Она зашагала вперед. Пять футов, разделявшие их, казались ей непреодолимыми, но внезапно его рука обняла ее плечи и Малкольм пошел рядом с ней. Рука не была тяжелой, не чувствовалось злости и требовательности.

Для толпы он был лордом, который воспользовался своим правом. Но Эмили ощущала, что это прикосновение почти трепетное, словно он боится сломать ее плечи.

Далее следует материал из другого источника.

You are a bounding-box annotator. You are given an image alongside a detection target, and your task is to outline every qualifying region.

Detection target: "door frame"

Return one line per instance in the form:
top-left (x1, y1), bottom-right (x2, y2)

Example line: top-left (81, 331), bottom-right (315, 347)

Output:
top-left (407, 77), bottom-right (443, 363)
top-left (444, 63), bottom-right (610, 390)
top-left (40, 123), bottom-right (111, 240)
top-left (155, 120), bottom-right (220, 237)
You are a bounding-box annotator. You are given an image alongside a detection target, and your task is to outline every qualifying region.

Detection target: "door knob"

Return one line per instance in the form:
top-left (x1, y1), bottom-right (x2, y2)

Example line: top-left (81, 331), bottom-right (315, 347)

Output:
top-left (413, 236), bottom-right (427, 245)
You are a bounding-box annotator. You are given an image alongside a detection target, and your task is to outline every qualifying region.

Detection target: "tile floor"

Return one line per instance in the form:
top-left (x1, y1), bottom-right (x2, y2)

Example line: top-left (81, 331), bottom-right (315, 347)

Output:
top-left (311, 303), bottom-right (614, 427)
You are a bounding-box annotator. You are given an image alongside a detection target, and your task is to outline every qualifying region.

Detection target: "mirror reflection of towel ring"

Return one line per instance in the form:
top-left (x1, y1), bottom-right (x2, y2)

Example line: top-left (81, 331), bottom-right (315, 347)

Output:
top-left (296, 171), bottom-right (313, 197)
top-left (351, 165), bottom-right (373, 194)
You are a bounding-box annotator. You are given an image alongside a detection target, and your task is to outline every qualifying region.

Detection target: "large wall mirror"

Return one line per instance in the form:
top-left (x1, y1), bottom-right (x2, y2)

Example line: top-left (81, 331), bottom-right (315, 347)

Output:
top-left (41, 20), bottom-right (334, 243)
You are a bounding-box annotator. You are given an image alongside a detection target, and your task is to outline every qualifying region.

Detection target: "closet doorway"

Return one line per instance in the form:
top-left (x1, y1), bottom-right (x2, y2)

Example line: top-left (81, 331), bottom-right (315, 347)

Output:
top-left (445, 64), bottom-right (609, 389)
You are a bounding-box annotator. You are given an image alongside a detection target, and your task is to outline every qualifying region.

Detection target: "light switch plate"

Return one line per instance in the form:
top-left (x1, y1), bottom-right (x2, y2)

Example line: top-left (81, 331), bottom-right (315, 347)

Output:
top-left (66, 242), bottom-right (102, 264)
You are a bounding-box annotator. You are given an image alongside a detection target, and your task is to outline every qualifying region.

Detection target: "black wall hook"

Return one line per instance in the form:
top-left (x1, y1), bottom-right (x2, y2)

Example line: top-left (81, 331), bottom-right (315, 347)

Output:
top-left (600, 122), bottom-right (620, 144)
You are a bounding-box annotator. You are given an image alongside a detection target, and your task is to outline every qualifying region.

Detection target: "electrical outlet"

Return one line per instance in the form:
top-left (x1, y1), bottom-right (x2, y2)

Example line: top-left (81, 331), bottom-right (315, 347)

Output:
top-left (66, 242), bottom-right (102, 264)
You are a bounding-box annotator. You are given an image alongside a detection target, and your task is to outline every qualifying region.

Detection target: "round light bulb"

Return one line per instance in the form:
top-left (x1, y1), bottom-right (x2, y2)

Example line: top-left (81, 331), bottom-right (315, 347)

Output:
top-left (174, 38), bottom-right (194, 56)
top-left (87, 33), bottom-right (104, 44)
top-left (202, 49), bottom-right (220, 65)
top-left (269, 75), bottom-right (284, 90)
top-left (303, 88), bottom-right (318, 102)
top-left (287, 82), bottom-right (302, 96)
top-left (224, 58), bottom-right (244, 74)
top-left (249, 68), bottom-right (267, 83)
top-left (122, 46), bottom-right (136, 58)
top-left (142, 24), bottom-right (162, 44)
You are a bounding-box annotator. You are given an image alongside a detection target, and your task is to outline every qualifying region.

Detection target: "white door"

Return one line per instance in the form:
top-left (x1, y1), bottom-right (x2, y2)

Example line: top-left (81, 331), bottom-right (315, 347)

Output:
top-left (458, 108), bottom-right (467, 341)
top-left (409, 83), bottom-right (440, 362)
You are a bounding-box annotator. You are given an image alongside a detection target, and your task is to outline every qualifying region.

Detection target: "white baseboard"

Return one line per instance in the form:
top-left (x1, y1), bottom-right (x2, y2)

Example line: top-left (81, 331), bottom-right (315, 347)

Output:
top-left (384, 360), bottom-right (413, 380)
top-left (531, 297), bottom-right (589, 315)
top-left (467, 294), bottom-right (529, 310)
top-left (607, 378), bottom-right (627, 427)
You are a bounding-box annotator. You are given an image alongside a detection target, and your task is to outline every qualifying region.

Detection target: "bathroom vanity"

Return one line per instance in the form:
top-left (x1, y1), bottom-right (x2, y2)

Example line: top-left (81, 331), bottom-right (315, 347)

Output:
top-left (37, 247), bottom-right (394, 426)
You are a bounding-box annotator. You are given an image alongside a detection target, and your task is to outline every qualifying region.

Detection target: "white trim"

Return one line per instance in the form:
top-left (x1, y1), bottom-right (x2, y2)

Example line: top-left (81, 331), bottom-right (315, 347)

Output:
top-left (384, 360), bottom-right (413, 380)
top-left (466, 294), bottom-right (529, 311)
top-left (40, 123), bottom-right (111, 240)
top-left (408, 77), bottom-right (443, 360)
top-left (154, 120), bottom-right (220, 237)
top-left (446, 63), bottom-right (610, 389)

Ее решимость дала первые трещины. Начни он с напора Эмили хватило бы жесткости. Но мягкое поглаживание его пальцев угрожало ей сильнее любых нападок.

Салон оказался куда меньше гостиной, но не настолько уютным, как личная гостиная Элли, в которой встречались Музы Мейфэра. Комната была пуста, но в камине тепло перемигивались зажженные свечи. Элли не считалась с расходами на празднества и готовила все комнаты, даже когда не собиралась их использовать.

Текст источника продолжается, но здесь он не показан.